I wrote a spider to crawl a non-English website. Avoid being banned, I changed AUTOTHROTTLE settings and used a custom rotating user agent middleware. But running the spider, I got an error which I couldn't find a related question. This is the log I got:
2020-08-23 10:12:11 [scrapy.utils.log] INFO: Scrapy 1.6.0 started (bot: digikala)

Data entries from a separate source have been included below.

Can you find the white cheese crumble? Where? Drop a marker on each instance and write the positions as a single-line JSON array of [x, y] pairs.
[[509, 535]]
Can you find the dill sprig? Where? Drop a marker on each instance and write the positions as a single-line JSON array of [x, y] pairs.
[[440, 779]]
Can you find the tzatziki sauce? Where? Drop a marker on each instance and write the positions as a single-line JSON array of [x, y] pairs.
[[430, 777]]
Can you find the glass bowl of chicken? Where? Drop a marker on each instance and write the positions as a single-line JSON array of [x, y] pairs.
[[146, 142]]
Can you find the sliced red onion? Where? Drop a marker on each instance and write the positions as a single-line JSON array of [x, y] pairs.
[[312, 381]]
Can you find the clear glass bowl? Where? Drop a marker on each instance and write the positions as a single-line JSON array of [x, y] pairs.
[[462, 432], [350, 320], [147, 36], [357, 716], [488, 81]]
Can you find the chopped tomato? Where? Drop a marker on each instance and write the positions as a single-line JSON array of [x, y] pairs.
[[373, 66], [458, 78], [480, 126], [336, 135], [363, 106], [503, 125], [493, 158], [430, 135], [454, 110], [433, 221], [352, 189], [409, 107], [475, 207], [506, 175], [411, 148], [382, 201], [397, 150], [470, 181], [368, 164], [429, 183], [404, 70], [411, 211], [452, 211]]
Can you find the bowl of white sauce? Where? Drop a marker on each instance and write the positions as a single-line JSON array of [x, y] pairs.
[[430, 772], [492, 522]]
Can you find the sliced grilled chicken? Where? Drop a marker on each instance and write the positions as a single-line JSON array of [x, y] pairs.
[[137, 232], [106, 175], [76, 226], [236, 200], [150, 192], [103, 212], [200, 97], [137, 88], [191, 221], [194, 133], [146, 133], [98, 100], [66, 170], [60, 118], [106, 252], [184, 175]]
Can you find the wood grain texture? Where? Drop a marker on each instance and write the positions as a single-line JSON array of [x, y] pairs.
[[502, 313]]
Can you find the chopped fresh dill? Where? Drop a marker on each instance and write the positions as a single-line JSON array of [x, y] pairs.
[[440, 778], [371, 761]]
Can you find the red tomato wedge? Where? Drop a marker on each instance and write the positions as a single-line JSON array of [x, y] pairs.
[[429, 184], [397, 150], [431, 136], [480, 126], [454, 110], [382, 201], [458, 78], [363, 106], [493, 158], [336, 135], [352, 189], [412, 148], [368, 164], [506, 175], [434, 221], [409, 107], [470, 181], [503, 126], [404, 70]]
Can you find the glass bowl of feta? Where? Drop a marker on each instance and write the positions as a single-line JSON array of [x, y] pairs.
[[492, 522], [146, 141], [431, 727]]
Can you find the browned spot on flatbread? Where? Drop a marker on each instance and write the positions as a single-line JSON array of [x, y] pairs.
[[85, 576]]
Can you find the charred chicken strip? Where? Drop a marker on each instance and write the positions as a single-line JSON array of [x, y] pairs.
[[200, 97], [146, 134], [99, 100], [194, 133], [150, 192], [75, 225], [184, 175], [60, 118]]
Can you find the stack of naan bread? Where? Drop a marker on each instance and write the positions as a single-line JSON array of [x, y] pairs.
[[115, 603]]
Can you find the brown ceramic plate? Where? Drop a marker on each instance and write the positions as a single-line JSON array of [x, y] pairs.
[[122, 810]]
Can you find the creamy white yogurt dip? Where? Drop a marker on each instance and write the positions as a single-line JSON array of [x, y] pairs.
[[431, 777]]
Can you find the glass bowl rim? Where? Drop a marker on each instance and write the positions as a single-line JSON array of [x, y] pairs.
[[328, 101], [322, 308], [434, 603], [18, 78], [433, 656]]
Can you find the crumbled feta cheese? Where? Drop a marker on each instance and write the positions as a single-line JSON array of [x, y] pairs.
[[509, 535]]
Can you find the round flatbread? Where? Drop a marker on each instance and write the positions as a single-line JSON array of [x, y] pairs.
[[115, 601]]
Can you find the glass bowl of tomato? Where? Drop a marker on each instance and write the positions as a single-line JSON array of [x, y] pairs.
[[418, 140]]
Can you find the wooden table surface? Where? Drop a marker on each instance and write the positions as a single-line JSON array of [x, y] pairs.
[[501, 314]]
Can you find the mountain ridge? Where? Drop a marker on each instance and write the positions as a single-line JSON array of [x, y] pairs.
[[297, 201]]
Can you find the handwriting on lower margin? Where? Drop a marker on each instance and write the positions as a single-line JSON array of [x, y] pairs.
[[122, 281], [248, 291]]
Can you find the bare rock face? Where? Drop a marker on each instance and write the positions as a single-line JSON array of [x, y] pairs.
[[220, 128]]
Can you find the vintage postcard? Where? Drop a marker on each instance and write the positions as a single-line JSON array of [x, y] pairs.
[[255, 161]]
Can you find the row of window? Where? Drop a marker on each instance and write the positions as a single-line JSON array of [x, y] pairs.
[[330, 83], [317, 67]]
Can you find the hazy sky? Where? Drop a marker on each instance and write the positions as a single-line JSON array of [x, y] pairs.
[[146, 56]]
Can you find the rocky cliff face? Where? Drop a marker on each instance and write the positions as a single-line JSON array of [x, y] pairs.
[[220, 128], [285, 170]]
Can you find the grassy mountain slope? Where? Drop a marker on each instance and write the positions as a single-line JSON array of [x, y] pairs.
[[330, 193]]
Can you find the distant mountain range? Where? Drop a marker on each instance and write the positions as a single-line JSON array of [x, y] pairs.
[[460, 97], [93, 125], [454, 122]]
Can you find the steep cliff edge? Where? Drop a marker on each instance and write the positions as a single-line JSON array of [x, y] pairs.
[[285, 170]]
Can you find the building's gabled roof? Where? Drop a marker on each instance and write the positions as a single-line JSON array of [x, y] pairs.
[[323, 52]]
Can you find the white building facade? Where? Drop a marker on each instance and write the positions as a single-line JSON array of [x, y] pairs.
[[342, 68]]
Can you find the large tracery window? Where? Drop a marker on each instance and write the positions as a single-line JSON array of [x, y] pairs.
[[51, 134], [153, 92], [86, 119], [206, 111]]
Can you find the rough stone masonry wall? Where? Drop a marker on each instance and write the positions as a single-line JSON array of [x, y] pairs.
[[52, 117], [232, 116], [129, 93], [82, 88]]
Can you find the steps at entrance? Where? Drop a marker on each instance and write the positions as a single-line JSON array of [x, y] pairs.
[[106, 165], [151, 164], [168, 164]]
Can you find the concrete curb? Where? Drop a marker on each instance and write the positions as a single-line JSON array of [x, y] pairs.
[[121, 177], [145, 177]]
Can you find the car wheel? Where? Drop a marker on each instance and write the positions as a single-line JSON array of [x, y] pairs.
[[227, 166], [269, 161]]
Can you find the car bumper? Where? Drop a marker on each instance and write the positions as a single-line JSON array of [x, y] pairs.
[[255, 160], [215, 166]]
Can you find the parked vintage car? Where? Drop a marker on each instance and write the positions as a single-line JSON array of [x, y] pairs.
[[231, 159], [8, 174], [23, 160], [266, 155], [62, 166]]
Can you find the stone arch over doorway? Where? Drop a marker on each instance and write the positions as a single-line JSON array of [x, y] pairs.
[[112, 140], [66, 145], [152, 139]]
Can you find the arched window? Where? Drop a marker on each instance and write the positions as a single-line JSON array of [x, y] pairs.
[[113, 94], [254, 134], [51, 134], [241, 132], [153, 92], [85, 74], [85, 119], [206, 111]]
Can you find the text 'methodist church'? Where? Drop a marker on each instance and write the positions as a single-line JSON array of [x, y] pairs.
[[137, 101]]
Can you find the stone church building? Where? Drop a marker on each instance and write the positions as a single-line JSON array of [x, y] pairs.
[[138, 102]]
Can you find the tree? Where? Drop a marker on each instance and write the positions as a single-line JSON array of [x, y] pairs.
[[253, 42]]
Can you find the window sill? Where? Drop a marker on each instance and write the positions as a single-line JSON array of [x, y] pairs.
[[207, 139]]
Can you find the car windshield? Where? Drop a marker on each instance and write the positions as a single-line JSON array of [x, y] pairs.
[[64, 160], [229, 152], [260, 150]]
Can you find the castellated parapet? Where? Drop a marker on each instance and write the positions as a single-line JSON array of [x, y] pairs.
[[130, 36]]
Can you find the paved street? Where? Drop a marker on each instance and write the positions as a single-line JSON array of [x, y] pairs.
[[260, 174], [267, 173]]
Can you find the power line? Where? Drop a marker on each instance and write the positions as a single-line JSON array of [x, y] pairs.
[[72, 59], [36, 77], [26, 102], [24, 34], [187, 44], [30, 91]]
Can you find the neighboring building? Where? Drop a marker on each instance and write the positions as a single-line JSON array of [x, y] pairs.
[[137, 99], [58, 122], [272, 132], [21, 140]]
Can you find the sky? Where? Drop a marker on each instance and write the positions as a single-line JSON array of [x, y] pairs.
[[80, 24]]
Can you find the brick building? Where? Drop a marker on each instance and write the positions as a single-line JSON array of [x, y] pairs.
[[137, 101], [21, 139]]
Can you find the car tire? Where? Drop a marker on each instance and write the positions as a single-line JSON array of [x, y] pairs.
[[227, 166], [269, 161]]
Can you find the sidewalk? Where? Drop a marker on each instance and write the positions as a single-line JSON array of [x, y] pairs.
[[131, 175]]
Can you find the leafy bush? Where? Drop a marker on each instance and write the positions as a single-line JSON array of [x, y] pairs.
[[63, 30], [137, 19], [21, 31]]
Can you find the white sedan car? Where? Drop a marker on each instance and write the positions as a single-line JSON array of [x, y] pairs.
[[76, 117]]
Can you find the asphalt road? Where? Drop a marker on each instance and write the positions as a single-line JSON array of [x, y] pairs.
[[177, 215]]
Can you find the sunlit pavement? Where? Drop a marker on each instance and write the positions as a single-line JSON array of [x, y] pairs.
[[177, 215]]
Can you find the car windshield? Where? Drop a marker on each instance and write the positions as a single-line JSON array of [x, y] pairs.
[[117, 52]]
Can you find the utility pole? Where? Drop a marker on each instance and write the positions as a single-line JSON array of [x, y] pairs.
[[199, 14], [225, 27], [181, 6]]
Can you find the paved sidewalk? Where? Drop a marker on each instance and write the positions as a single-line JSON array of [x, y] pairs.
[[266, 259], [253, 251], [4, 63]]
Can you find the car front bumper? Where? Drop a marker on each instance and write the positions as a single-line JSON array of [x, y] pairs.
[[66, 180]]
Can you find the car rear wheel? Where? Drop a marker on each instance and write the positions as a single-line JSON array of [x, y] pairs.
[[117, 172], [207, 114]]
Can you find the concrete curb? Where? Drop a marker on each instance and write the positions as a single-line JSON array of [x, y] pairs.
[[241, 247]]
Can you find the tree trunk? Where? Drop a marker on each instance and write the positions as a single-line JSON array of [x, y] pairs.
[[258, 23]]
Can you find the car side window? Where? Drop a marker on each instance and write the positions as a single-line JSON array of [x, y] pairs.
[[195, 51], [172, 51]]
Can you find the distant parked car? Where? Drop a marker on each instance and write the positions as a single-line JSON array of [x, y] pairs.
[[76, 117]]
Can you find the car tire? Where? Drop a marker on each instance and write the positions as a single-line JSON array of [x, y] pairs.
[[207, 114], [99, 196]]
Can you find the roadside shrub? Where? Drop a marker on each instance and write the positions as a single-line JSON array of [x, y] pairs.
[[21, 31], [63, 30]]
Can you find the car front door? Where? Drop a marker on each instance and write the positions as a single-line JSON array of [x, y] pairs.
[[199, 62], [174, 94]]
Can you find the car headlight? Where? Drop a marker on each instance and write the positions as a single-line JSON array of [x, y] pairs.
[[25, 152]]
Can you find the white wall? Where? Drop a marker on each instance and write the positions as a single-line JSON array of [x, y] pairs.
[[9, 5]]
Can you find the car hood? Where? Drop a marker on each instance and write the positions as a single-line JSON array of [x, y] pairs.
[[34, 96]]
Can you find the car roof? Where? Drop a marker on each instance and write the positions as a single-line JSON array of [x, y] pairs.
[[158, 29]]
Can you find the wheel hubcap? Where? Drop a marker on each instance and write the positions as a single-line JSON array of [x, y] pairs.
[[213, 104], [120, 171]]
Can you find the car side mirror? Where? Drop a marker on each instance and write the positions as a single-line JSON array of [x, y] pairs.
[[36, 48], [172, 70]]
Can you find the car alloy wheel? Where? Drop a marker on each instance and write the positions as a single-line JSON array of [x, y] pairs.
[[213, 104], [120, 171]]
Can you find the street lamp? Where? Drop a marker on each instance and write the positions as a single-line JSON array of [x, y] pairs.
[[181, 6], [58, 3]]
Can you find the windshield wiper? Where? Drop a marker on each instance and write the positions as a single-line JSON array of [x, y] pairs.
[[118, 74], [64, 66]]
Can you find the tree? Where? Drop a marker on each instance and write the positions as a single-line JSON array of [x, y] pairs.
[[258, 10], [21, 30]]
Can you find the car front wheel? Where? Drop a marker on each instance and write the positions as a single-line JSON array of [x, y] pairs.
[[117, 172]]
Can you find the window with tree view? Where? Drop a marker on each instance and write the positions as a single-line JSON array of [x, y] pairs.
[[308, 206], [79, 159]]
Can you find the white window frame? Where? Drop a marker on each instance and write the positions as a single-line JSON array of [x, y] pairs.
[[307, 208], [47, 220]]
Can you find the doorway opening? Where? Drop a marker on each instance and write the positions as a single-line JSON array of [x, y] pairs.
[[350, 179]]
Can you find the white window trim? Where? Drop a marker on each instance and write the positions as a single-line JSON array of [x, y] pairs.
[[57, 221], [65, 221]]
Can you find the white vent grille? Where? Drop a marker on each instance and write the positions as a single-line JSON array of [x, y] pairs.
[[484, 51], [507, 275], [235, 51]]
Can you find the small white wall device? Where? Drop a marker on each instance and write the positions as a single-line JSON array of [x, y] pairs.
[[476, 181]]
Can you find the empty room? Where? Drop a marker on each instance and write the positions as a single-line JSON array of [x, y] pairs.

2020-08-23 10:12:11 [scrapy.utils.log] INFO: Versions: lxml 4.5.2.0, libxml2 2.9.10, cssselect 1.1.0, parsel 1.5.2, w3lib 1.21.0, Twisted 20.3.0, Python 3.8.5 (default, Aug 5 2020, 09:44:06) [MSC v.1916 64 bit (AMD64)], pyOpenSSL 19.1.0 (OpenSSL 1.1.1g 21 Apr 2020), cryptography 2.9.2, Platform Windows-10-10.0.19041-SP0
2020-08-23 10:12:11 [scrapy.crawler] INFO: Overridden settings: {'AUTOTHROTTLE_MAX_DELAY': 120, 'AUTOTHROTTLE_START_DELAY': 60, 'BOT_NAME': 'digikala', 'FEED_FORMAT': 'csv', 'FEED_URI': 'dataset2.csv', 'HTTPCACHE_ENABLED': True, 'NEWSPIDER_MODULE': 'digikala.spiders', 'ROBOTSTXT_OBEY': True, 'SPIDER_MODULES': ['digikala.spiders']}
2020-08-23 10:12:11 [scrapy.extensions.telnet] INFO: Telnet Password: 3f0f7f745956e306
2020-08-23 10:12:11 [scrapy.middleware] INFO: Enabled extensions:
['scrapy.extensions.corestats.CoreStats',
'scrapy.extensions.telnet.TelnetConsole',
'scrapy.extensions.feedexport.FeedExporter',
'scrapy.extensions.logstats.LogStats']
Unhandled error in Deferred:
2020-08-23 10:12:11 [twisted] CRITICAL: Unhandled error in Deferred:
Traceback (most recent call last):
File "C:\Users\shima\anaconda3\envs\virtual_workspace\lib\site-packages\scrapy\crawler.py", line 172, in crawl
return self._crawl(crawler, *args, **kwargs)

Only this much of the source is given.